May marked the end of my first year of online college classes.  Doing college online is… a very different experience, and one that sometimes makes me want to tear out my hair.  This is probably the subject for another blog post entirely.  Anyway, in the beginning of June, I left my dear old Bellefonte for a third summer of counseling at Camp Hebron, a Christian camp in Halifax (PA, not Canada).  There’s absolutely no adequate way to do justice to the nine-and-a-half weeks I spent there, at least not in one paragraph.  There never is.  It was one of the most beautiful, adventurous, wonder-filled summers I have ever experienced.  Stargazing.  Mud fights.  Canoeing on the Susquehanna.  Midnight hot chocolate raids with my campers.  Laughing until my sides hurt.  Eating worms.  Climbing rooftops.  Sharing stories into the wee hours of the morning.

I’ve been back for two weeks now, and the semester officially starts tomorrow.  It’s hard to describe all the feelings I have about the end of summer, about all the goodbyes I’ve had to say and how strange it feels to settle back into the routine of home.  Ah, end of August, how can you be so lovely and so sad at the same time?  I am reading The Wind in the Willows and Kenneth Grahame does a better job articulating this than I can, so I'll borrow his words:

“Nature’s Grand Hotel has its Season, like the others.  As the guests one by one pack, pay, and depart, and the seats at the table d’hôte shrink pitifully at each succeeding meal; as suites of rooms are closed, carpets taken up, and waiters sent away; those boarders who are staying on, en pension, until the next year’s full reopening, cannot help being somewhat affected by all these flittings and farewells, this eager discussion of plans, routes, and fresh quarters, this daily shrinkage in the stream of comradeship.  One gets unsettled, depressed, and inclined to be querulous.  Why this craving for change?  Why not stay on quietly here, like us, and be jolly?  You don’t know this hotel out of season, and what fun we have among ourselves, we fellows who remain and see the whole interesting year out.  All very true, no doubt, the others always reply; we quite envy you – and some other year perhaps – but just now we have engagements – and there’s the bus at the door – our time is up!  So they depart, with a smile and a nod, and we miss them, and feel resentful.”

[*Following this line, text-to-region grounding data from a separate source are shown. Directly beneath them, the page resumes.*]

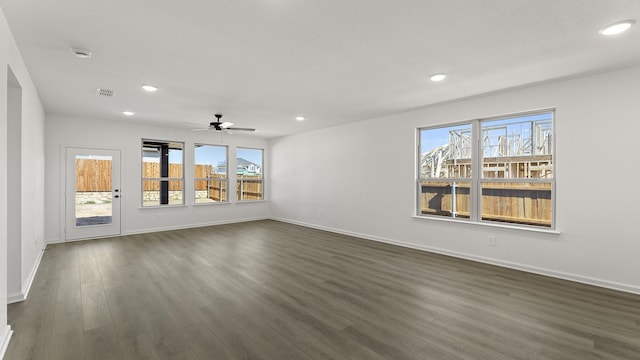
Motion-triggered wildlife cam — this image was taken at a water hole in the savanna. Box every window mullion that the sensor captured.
[471,120,481,222]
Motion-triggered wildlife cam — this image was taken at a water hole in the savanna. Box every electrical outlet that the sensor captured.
[488,235,496,246]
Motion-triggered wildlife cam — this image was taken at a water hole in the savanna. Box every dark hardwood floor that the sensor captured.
[6,220,640,359]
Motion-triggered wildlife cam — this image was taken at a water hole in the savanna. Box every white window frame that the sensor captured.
[194,143,228,204]
[141,139,185,207]
[236,147,264,202]
[416,109,556,231]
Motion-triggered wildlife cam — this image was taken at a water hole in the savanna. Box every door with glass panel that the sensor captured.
[65,147,121,240]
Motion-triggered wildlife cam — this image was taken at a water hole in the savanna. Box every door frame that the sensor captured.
[60,145,123,241]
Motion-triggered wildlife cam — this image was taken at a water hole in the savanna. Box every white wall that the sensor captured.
[6,70,21,298]
[270,65,640,294]
[0,4,47,353]
[0,45,7,359]
[45,115,270,242]
[17,75,45,301]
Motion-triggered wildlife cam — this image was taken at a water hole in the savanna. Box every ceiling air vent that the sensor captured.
[96,88,115,97]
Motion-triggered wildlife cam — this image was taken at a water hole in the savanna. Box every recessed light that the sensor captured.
[122,111,135,116]
[142,84,158,92]
[295,116,305,121]
[599,20,635,36]
[430,73,447,82]
[71,47,92,59]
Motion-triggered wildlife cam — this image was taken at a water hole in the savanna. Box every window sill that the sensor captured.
[193,202,231,206]
[139,204,187,210]
[236,200,268,204]
[412,215,560,234]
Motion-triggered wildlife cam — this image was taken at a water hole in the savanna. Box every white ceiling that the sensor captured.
[2,0,639,138]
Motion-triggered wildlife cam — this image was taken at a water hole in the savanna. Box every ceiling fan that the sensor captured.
[191,114,256,132]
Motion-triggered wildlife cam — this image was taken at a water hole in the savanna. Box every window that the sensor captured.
[194,144,228,204]
[418,123,473,219]
[142,140,184,207]
[236,147,263,201]
[418,110,554,229]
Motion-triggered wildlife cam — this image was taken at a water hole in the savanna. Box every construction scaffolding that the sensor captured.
[419,117,554,226]
[421,118,553,179]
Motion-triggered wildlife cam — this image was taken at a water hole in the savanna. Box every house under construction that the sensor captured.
[421,118,553,179]
[419,118,554,226]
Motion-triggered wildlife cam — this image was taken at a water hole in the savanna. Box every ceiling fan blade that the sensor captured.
[186,114,255,134]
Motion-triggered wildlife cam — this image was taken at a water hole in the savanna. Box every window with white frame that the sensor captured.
[417,110,554,229]
[236,147,263,201]
[194,144,228,204]
[142,140,184,207]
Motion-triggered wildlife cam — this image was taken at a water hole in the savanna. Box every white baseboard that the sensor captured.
[45,217,270,244]
[45,237,61,244]
[271,217,640,296]
[0,325,13,359]
[124,216,269,236]
[7,247,46,304]
[6,291,23,304]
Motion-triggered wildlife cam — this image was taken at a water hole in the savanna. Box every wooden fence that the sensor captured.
[236,178,263,201]
[142,163,213,191]
[198,176,263,201]
[205,176,227,201]
[75,159,112,192]
[76,160,262,200]
[420,181,552,226]
[80,160,547,218]
[76,159,216,191]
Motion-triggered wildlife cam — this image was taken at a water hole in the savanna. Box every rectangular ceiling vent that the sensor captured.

While the end of summer often finds me unsettled, querulous, and craving change, I'm determined to find contentment and adventure here.  It's been a topsy-turvy past couple of weeks, but not without plenty of wonderful and interesting happenings.  So there will be more stories to come regarding said adventures, soon.  For now, farewell, goodnight, and (if you’ve made it this far down the page) thanks for reading my ramblings.  I'll be back later.